11/fat.txt (30 points, group admin)

The file linux.ms.mff.cuni.cz:~/lab11.fat.img is a disk image with a single file. Paste its (decompressed) content into 11/fat.txt (to your GitLab submission repository).

Note that we can create the source file ~/lab11.fat.img only after you login to the remote machine for the first time.

If the file is not there, wait for the next work day for the file to appear.

Do not leave this task for the last minute and contact us if the file has not appeared as explained in the previous paragraph.

This task is not fully checked by the automated tests.

Learning outcomes

Learning outcomes provide a condensed view of fundamental concepts and skills that you should be able to explain and/or use after each lesson. They also represent the bare minimum required for understanding subsequent labs (and other courses as well).

Conceptual knowledge

Conceptual knowledge is about understanding the meaning and context of given terms and putting them into context.

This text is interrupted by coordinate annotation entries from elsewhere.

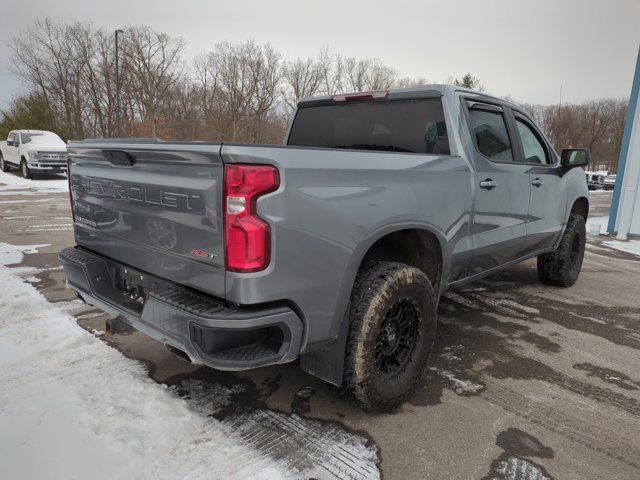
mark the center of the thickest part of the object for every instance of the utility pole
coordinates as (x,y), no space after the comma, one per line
(118,132)
(559,118)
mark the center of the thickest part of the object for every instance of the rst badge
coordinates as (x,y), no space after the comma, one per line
(202,254)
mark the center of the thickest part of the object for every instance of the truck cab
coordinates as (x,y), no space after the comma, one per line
(33,151)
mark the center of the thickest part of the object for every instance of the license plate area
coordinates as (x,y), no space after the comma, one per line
(133,284)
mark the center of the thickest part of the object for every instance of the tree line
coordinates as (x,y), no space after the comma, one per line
(236,92)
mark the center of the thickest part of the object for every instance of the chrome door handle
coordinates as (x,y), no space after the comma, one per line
(488,184)
(536,182)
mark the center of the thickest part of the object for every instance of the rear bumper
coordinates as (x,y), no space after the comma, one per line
(47,167)
(208,331)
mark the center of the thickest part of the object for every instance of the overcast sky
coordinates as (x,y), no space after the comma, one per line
(523,48)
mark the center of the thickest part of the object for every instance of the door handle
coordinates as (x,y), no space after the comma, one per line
(488,184)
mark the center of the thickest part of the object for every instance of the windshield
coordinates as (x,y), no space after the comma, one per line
(413,126)
(44,137)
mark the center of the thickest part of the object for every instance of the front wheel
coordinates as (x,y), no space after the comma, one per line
(24,168)
(561,268)
(393,322)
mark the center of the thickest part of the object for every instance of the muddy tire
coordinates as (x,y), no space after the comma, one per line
(561,268)
(392,326)
(24,169)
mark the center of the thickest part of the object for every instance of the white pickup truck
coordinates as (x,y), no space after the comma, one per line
(33,151)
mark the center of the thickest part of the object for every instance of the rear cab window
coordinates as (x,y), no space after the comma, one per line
(489,129)
(409,126)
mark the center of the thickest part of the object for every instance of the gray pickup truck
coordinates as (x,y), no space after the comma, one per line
(332,250)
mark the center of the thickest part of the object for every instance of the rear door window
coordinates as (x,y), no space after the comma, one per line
(411,126)
(489,129)
(533,148)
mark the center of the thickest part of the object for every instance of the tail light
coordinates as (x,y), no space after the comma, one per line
(247,236)
(73,215)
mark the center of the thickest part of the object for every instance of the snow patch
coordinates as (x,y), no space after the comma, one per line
(603,221)
(460,386)
(631,246)
(515,468)
(17,185)
(12,254)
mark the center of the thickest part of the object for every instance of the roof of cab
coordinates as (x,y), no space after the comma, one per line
(31,131)
(421,91)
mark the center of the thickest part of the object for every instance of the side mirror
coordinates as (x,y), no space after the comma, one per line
(575,157)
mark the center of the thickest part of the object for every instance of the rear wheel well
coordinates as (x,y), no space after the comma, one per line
(416,247)
(581,207)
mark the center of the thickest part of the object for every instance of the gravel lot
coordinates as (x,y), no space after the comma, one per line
(526,381)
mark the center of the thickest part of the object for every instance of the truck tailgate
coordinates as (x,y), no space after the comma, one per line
(155,206)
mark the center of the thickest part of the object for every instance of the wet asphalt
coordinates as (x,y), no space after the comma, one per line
(525,381)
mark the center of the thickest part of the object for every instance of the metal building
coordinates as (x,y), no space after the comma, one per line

Therefore, you should be able to …

  • explain what is a disk image

  • explain why no special tools are required for working with disk images

  • explain difference between normal files, directories, symbolic links, device files and system-state files (e.g. from /proc filesystem)

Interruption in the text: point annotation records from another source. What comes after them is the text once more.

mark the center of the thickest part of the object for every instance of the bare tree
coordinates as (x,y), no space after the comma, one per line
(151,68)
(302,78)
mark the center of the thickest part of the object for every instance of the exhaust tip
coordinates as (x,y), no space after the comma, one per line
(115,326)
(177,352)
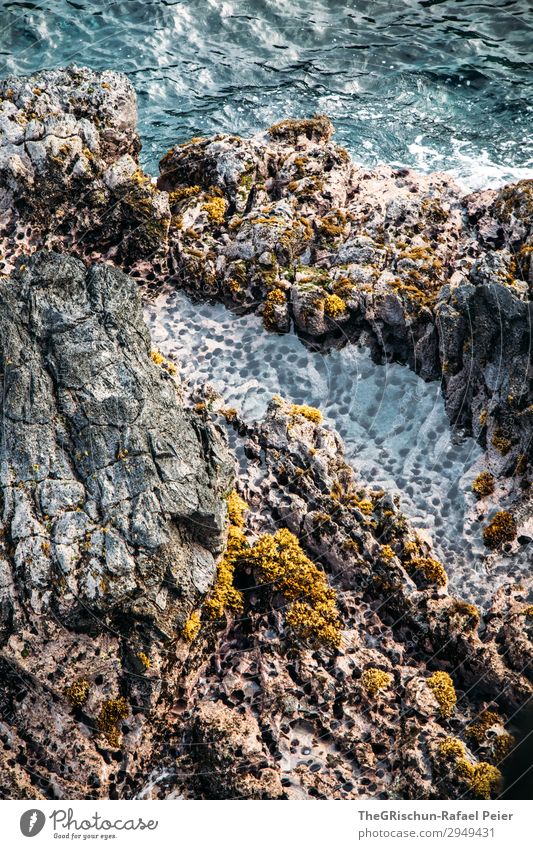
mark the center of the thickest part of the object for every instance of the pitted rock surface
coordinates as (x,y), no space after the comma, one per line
(323,733)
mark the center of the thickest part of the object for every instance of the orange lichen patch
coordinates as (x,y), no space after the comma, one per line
(501,528)
(191,628)
(78,692)
(281,562)
(442,686)
(373,680)
(483,484)
(111,713)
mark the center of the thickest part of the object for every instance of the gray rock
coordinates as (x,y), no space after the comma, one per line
(112,513)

  • list fundamental top-level directories on a typical Linux installation and describe their function

  • explain in general terms how the directory tree is formed by mounting individual (file) subsystems

  • explain what are requirements (library dependencies)

  • explain fundamentals of semantic versioning

  • explain what are pros and cons of installing dependencies system-wide vs installing them in a sandboxed environment

  • provide a high-level overview of a sandbox environment

  • explain pros and cons of specifying transitive requirements vs specification of top-level ones only

  • explain pros and cons of using exact versions vs minimal requirements

  • explain why Linux maintains separation of archiving and compression programs (e.g. tar and gzip)

Practical skills

Practical skills are usually about usage of given programs to solve various tasks. Therefore, you should be able to …

  • mount disks using the mount command (both physical disks as well as images)

  • get summary information about disk usage with df command

  • use either tar or atool to work with standard Linux archives

  • create a new virtual environment for Python using python3 -m venv

  • activate and deactivate virtual environment

  • install project dependencies in a virtual environment with pip

  • develop program inside a virtual environment (with projects using setup.cfg and pyproject.toml files)

  • install Python project from its setup.cfg

  • optional: use lsblk to view available block (storage) devices

  • optional: setup Python project for installation

This page changelog

  • 2023-04-17: Replace occurences of python to python3 for better clarity.

  • 2023-04-20: Automated tests for before class tasks.

  • 2023-04-28: Automated tests for post class tasks.

  • 2023-06-14: Note about mounting disks in VirtualBox.